Spiritual health is often not classified as part of wellness, but in my book it is because it impacts our lives. It gives a person a sense of who one is and their meaning of life. What is my purpose? What do I value most? These questions will lead you to a deeper understanding of self and what gives your life fulfillment.

  • Take time to meditate - connect with yourself, whether in the morning, at lunch break, or before bedtime. Take five minutes to breathe, let go of the day, and meditate. Some prefer prayer. Above all, free your mind and foster a stronger relationship with your spiritual wellness. 
  • Spend time with nature. Go outdoors for a long walk or hike and connect with the world.
  • Express your feelings. This will  help you stay focused after a long day. By writing down your thoughts, you are able to think clearer. 

Emotional Wellness - how we manage our feelings. 

  • Keep a gratitude journal. A habit of daily gratitude is the key to joyfulness and contentment. The journal helps focus on the good and what we're thankful for.
  • Manage stress. Let go, slow down, sleep in, practice giving back, take a walk, meet up with a friend, be active and get a massage regularly. 
  • Nurture strong friendships. Maintain and build strong friendships by meeting for lunch, sponsor potluck dinners, join a book club, or form a support group of close friends to meet regularly.

Build strong social connections.

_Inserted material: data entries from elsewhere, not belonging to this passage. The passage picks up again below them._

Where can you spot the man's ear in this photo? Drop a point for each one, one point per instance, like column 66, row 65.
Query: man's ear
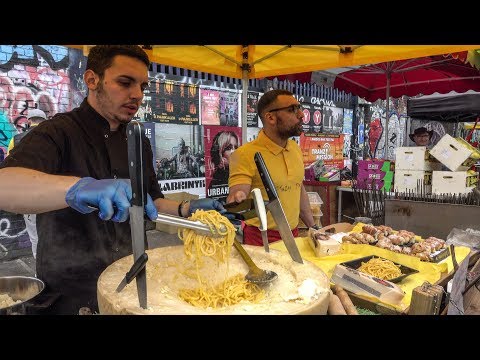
column 91, row 79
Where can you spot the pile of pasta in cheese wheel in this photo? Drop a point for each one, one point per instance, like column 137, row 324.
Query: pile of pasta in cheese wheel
column 299, row 288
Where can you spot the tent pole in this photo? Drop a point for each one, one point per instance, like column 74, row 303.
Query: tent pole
column 385, row 146
column 244, row 105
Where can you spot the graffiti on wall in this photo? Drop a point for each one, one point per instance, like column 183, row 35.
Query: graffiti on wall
column 14, row 238
column 375, row 128
column 46, row 77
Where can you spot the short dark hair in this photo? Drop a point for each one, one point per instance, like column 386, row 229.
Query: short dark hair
column 269, row 98
column 101, row 57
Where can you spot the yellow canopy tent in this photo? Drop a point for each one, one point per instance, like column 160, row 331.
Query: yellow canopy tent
column 258, row 61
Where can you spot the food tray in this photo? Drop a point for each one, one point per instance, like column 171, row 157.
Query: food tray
column 406, row 271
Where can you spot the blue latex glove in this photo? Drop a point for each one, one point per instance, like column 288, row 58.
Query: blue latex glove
column 111, row 196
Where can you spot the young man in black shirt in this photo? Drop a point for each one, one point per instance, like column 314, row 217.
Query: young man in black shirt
column 79, row 158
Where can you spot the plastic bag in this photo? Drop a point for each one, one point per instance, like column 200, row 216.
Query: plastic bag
column 469, row 238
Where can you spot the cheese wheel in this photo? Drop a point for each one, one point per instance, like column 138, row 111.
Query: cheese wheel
column 299, row 288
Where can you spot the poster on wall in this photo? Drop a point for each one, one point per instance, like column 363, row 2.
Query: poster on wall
column 252, row 116
column 220, row 142
column 327, row 147
column 229, row 112
column 150, row 135
column 171, row 102
column 332, row 119
column 179, row 155
column 347, row 121
column 312, row 118
column 252, row 133
column 210, row 107
column 219, row 107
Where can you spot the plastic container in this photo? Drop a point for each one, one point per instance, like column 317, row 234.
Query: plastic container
column 315, row 203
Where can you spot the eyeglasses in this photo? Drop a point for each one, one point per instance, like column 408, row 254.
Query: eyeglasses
column 290, row 108
column 230, row 147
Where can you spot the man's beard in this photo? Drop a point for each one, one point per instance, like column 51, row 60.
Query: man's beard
column 103, row 101
column 286, row 133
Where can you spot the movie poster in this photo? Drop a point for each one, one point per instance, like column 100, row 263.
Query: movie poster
column 347, row 121
column 174, row 103
column 229, row 102
column 180, row 158
column 252, row 133
column 327, row 147
column 312, row 118
column 210, row 107
column 252, row 116
column 150, row 135
column 332, row 119
column 220, row 142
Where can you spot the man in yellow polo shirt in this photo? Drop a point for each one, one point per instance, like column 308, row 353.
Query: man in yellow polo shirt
column 282, row 116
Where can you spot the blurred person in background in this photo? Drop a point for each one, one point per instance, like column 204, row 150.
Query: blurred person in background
column 35, row 117
column 282, row 116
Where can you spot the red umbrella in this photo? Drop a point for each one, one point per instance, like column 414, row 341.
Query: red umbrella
column 426, row 75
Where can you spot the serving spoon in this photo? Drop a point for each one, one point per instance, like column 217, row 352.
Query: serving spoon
column 255, row 274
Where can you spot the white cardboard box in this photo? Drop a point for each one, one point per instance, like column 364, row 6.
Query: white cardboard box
column 414, row 158
column 452, row 153
column 409, row 180
column 450, row 182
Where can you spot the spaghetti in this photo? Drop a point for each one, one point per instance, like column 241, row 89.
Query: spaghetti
column 234, row 289
column 381, row 268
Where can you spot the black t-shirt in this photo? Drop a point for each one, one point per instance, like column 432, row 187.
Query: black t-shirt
column 73, row 248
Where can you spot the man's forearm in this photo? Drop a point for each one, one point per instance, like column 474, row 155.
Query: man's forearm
column 26, row 191
column 305, row 210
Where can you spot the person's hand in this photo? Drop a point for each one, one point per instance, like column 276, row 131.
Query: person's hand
column 111, row 197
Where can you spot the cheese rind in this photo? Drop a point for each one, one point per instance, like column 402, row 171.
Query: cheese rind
column 299, row 288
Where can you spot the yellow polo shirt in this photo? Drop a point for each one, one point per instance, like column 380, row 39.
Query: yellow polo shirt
column 285, row 166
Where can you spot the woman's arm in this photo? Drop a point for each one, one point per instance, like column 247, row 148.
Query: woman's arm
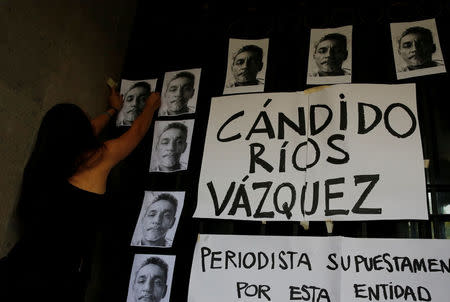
column 115, row 104
column 119, row 148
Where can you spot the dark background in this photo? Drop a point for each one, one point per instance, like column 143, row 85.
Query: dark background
column 171, row 36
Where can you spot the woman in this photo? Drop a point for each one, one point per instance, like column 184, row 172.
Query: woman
column 62, row 189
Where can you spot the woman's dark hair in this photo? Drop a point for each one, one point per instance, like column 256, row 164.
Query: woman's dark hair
column 65, row 135
column 62, row 145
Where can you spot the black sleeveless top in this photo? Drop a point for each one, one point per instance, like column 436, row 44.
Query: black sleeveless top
column 59, row 226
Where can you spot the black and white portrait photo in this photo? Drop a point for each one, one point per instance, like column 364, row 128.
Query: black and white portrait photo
column 171, row 145
column 247, row 62
column 151, row 278
column 179, row 92
column 417, row 50
column 134, row 94
column 158, row 219
column 330, row 56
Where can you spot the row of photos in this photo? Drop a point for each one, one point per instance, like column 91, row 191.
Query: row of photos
column 417, row 52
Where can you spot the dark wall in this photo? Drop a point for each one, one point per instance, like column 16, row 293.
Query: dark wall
column 171, row 36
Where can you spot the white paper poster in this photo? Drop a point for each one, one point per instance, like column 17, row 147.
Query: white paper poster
column 346, row 152
column 269, row 268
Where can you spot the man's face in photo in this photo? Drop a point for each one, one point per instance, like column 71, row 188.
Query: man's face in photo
column 416, row 50
column 246, row 66
column 158, row 219
column 171, row 145
column 329, row 56
column 150, row 284
column 134, row 102
column 178, row 93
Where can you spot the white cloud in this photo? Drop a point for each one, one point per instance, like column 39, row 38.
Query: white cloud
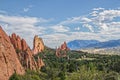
column 23, row 26
column 102, row 24
column 89, row 27
column 27, row 8
column 59, row 28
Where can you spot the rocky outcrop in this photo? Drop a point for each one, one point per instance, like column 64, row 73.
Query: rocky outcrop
column 62, row 50
column 38, row 45
column 25, row 54
column 64, row 46
column 9, row 62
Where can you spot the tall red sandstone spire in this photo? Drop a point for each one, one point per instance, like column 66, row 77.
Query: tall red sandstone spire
column 9, row 62
column 38, row 45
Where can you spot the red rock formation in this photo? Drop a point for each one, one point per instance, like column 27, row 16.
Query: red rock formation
column 25, row 54
column 16, row 41
column 64, row 46
column 40, row 62
column 62, row 50
column 38, row 45
column 9, row 62
column 24, row 45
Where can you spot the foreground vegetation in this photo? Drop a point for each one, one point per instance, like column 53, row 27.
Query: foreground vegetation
column 75, row 66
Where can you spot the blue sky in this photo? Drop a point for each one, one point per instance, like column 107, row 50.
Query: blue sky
column 61, row 20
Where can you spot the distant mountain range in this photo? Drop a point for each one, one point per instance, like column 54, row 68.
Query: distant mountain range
column 82, row 44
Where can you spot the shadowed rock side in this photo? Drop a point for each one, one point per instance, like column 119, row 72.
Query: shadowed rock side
column 38, row 45
column 25, row 54
column 9, row 62
column 62, row 50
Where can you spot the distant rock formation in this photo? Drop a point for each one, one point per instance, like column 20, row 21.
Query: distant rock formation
column 38, row 45
column 9, row 62
column 62, row 50
column 25, row 54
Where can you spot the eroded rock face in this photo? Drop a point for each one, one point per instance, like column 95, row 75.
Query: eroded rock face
column 38, row 45
column 9, row 62
column 25, row 54
column 62, row 50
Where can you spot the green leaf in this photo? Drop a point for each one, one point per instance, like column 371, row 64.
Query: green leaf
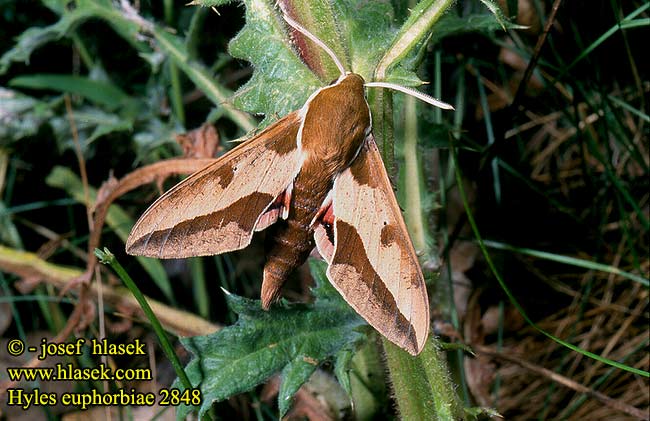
column 20, row 115
column 91, row 123
column 101, row 93
column 71, row 18
column 293, row 339
column 294, row 375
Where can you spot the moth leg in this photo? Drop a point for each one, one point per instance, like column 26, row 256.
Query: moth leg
column 279, row 208
column 322, row 225
column 271, row 285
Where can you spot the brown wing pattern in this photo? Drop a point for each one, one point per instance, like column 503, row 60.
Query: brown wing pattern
column 218, row 208
column 373, row 264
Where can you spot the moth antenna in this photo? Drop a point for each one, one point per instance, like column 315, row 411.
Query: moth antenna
column 410, row 91
column 314, row 38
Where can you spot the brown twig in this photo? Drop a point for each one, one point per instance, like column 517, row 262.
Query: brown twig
column 564, row 381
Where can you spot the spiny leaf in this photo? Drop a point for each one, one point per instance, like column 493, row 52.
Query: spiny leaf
column 281, row 83
column 293, row 339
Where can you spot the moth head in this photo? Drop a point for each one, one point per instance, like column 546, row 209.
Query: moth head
column 346, row 76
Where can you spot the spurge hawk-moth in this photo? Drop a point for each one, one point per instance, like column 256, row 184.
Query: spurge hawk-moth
column 319, row 169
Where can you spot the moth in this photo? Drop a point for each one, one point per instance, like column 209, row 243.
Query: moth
column 319, row 170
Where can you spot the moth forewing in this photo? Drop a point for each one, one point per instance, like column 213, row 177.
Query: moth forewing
column 217, row 209
column 374, row 265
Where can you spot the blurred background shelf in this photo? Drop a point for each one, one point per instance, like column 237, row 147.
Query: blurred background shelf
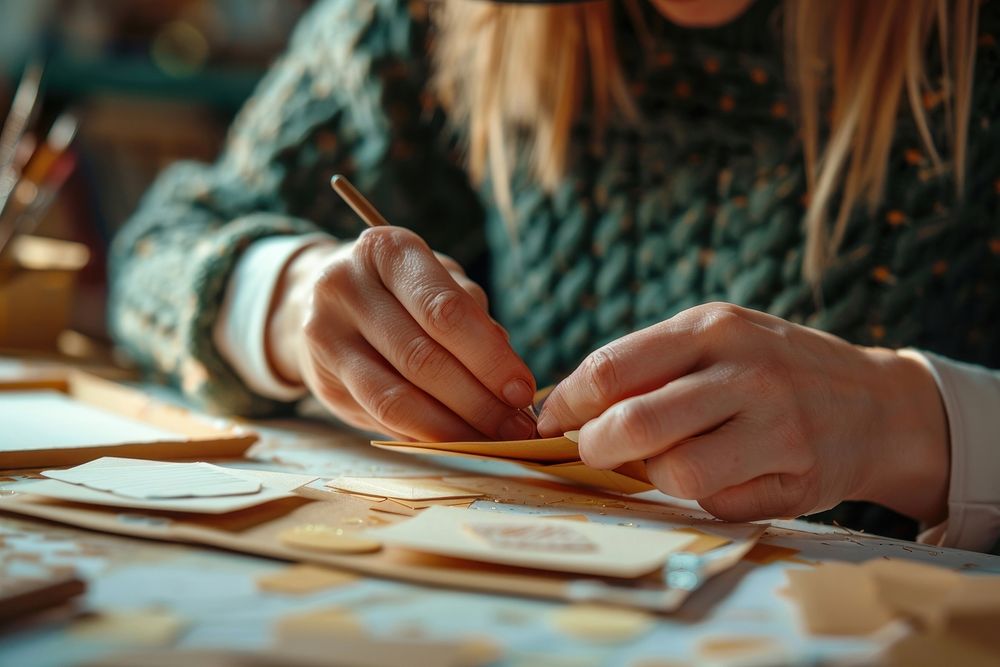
column 152, row 81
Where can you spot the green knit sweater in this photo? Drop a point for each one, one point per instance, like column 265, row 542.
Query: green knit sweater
column 703, row 200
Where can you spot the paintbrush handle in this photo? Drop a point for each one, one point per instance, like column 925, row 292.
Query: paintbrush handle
column 357, row 201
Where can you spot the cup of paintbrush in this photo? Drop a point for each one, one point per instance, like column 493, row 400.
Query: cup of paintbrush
column 43, row 176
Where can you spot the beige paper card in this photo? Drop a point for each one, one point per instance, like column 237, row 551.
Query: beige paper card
column 535, row 542
column 540, row 450
column 401, row 488
column 303, row 579
column 838, row 599
column 156, row 480
column 53, row 488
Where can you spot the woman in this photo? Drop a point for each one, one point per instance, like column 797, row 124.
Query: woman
column 636, row 163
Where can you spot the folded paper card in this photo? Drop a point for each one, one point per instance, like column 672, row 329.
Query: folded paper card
column 156, row 480
column 559, row 457
column 534, row 542
column 169, row 479
column 402, row 488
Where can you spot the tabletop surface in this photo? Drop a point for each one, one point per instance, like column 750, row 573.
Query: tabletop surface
column 214, row 601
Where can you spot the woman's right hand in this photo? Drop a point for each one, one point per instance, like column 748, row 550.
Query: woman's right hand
column 394, row 338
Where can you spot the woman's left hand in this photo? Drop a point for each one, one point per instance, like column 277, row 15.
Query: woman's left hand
column 756, row 417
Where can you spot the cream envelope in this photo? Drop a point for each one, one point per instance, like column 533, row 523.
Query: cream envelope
column 561, row 545
column 541, row 450
column 559, row 457
column 156, row 480
column 402, row 488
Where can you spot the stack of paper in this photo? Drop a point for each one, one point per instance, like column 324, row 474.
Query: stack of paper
column 175, row 487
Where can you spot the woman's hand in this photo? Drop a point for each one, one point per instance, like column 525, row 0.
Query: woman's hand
column 757, row 418
column 395, row 339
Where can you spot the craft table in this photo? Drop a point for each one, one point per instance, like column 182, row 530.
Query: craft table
column 197, row 599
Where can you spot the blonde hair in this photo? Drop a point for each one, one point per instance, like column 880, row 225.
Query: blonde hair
column 518, row 75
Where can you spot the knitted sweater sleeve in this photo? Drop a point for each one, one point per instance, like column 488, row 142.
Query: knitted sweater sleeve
column 347, row 96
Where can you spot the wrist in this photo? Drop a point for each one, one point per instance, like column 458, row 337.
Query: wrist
column 909, row 466
column 287, row 312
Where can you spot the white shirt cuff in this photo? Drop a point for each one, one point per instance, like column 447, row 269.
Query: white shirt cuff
column 971, row 396
column 239, row 331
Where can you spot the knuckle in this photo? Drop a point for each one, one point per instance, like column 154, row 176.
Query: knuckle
column 636, row 422
column 477, row 293
column 799, row 493
column 720, row 320
column 389, row 405
column 444, row 309
column 335, row 279
column 601, row 375
column 766, row 378
column 383, row 245
column 423, row 357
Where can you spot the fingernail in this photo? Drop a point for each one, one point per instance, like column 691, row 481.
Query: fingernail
column 547, row 424
column 517, row 427
column 517, row 393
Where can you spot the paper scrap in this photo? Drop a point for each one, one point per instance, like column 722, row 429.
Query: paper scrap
column 450, row 531
column 319, row 537
column 765, row 554
column 149, row 627
column 599, row 623
column 156, row 479
column 742, row 650
column 50, row 419
column 322, row 623
column 554, row 538
column 704, row 542
column 302, row 579
column 937, row 650
column 401, row 488
column 57, row 489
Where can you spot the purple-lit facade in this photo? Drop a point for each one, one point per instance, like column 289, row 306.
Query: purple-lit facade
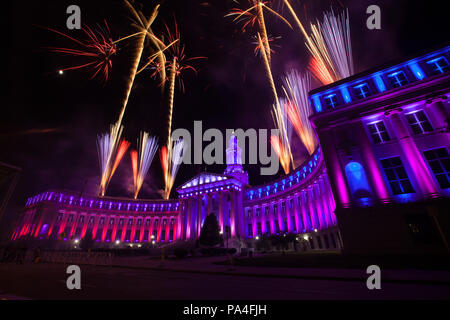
column 108, row 220
column 385, row 138
column 301, row 203
column 378, row 182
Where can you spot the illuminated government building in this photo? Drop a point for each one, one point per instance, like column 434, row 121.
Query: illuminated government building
column 378, row 182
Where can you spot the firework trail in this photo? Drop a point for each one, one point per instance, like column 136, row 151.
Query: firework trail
column 98, row 48
column 296, row 88
column 320, row 57
column 116, row 129
column 281, row 152
column 175, row 66
column 255, row 15
column 333, row 34
column 171, row 157
column 108, row 147
column 141, row 161
column 279, row 119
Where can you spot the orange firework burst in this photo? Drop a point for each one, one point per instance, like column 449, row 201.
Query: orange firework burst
column 97, row 49
column 281, row 152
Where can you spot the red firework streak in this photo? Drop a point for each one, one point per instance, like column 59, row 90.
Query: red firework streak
column 121, row 150
column 98, row 47
column 134, row 164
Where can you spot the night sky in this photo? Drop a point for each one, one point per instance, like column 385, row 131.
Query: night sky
column 49, row 122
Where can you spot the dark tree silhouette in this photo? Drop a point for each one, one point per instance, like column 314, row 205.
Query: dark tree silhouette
column 210, row 233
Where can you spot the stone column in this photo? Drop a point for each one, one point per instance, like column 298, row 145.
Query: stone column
column 440, row 113
column 336, row 174
column 413, row 156
column 372, row 168
column 232, row 213
column 220, row 218
column 325, row 203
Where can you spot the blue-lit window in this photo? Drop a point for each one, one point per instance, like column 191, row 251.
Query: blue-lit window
column 331, row 100
column 397, row 176
column 439, row 65
column 378, row 132
column 419, row 122
column 362, row 90
column 439, row 162
column 397, row 79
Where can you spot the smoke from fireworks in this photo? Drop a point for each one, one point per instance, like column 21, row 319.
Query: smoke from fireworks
column 296, row 88
column 142, row 160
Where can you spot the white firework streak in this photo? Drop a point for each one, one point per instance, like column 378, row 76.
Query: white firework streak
column 296, row 88
column 147, row 150
column 335, row 35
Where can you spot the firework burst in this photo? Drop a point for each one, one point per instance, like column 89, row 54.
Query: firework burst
column 97, row 49
column 171, row 157
column 296, row 88
column 109, row 148
column 333, row 36
column 142, row 160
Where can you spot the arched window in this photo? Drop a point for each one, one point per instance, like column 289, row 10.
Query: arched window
column 357, row 180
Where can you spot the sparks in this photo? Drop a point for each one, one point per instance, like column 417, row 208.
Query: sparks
column 296, row 88
column 141, row 161
column 97, row 47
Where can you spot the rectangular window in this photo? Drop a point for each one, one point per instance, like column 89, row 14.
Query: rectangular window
column 327, row 243
column 108, row 235
column 331, row 100
column 362, row 90
column 311, row 242
column 439, row 162
column 396, row 175
column 438, row 65
column 419, row 122
column 378, row 132
column 397, row 79
column 319, row 242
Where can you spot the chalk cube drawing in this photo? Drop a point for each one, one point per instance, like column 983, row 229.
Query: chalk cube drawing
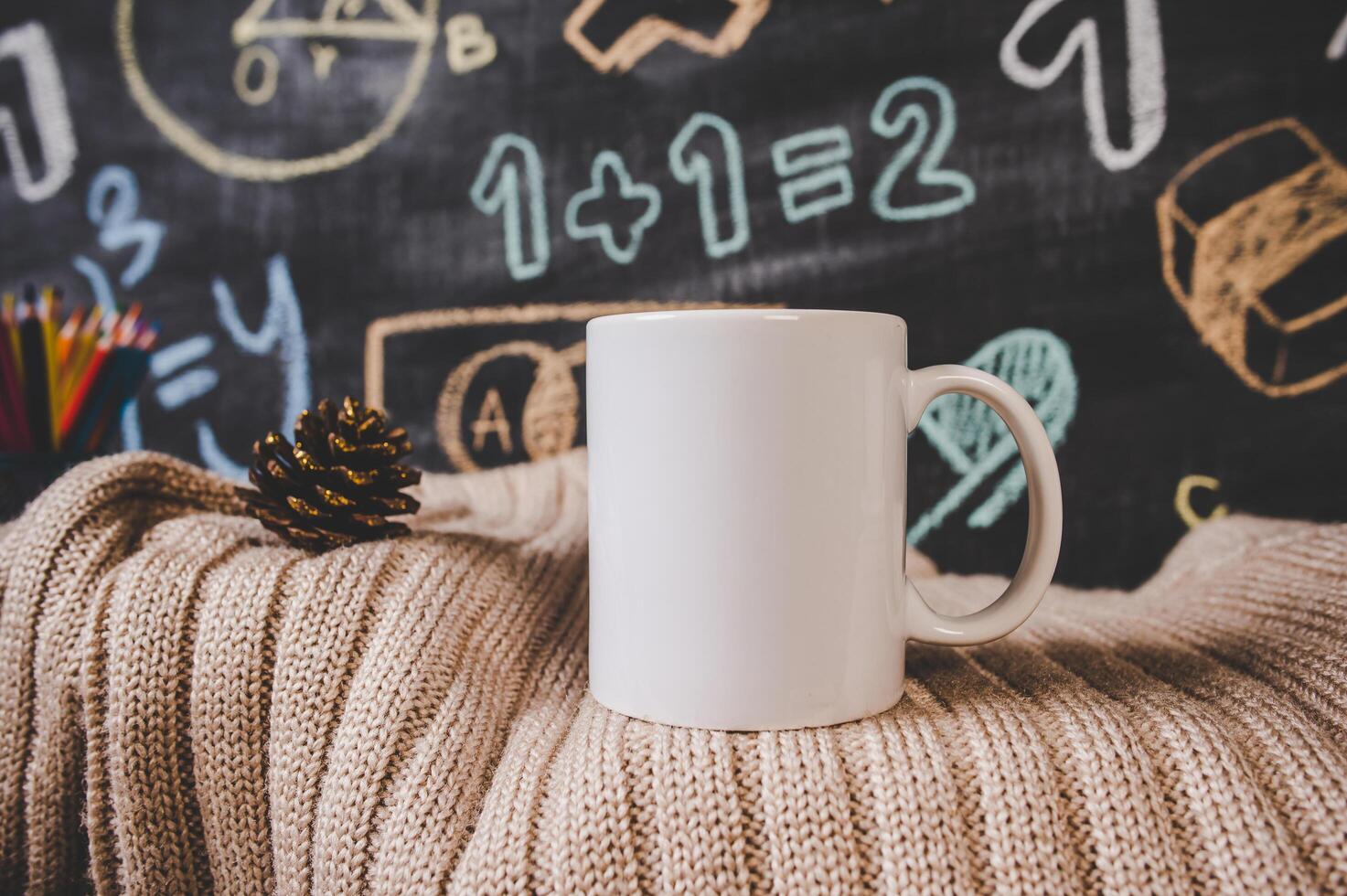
column 973, row 440
column 1253, row 236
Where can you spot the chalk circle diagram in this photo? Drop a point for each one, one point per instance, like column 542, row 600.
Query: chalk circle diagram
column 1253, row 243
column 255, row 71
column 649, row 31
column 550, row 420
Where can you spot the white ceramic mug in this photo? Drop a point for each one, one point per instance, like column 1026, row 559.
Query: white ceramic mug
column 748, row 483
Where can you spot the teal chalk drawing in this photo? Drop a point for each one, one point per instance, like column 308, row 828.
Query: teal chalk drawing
column 511, row 184
column 814, row 165
column 191, row 384
column 976, row 443
column 628, row 190
column 691, row 167
column 891, row 120
column 113, row 205
column 281, row 333
column 99, row 283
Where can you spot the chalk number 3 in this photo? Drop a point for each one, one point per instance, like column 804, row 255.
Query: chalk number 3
column 113, row 208
column 900, row 111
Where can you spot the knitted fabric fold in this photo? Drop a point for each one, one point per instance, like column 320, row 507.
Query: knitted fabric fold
column 187, row 705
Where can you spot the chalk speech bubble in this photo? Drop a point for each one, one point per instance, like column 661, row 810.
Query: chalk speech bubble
column 976, row 443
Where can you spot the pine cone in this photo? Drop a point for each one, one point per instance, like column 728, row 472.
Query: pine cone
column 337, row 484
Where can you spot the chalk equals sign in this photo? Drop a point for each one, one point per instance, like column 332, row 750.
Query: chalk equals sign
column 190, row 384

Friendships and connections influence our wellbeing. Meaningful and lasting social connections serve as a buffer against stress and promote physical and mental health. People who have satisfying relationships have been shown to be happier, have fewer health problems, and live longer. 

  • Maintain good hearing and vision. Those with an undiagnosed hearing or vision problem  avoid social situations out of embarrassment and difficulty with communicating. Get your problems treated as soon as you can to remove this barrier. 
  • Share a meal. Dine out with friends whenever possible, or a church group, with members at the local senior center, or at a café near your home. Even going to a diner on your own for a cup of coffee is social. Just sit at the counter and chat with your server. 
  • Volunteer locally. The meaning and purpose you find in helping others will enrich and expand your life. 
  • Develop a hobby. Besides providing a sense of purpose, many hobbies and interests are social in nature.

People who continue to grow become a better person. If you take good care of your health and strive to be the best you, I promise you'll appreciate life more.

It’s part of the inevitable by-product of paying attention to loving yourself completely.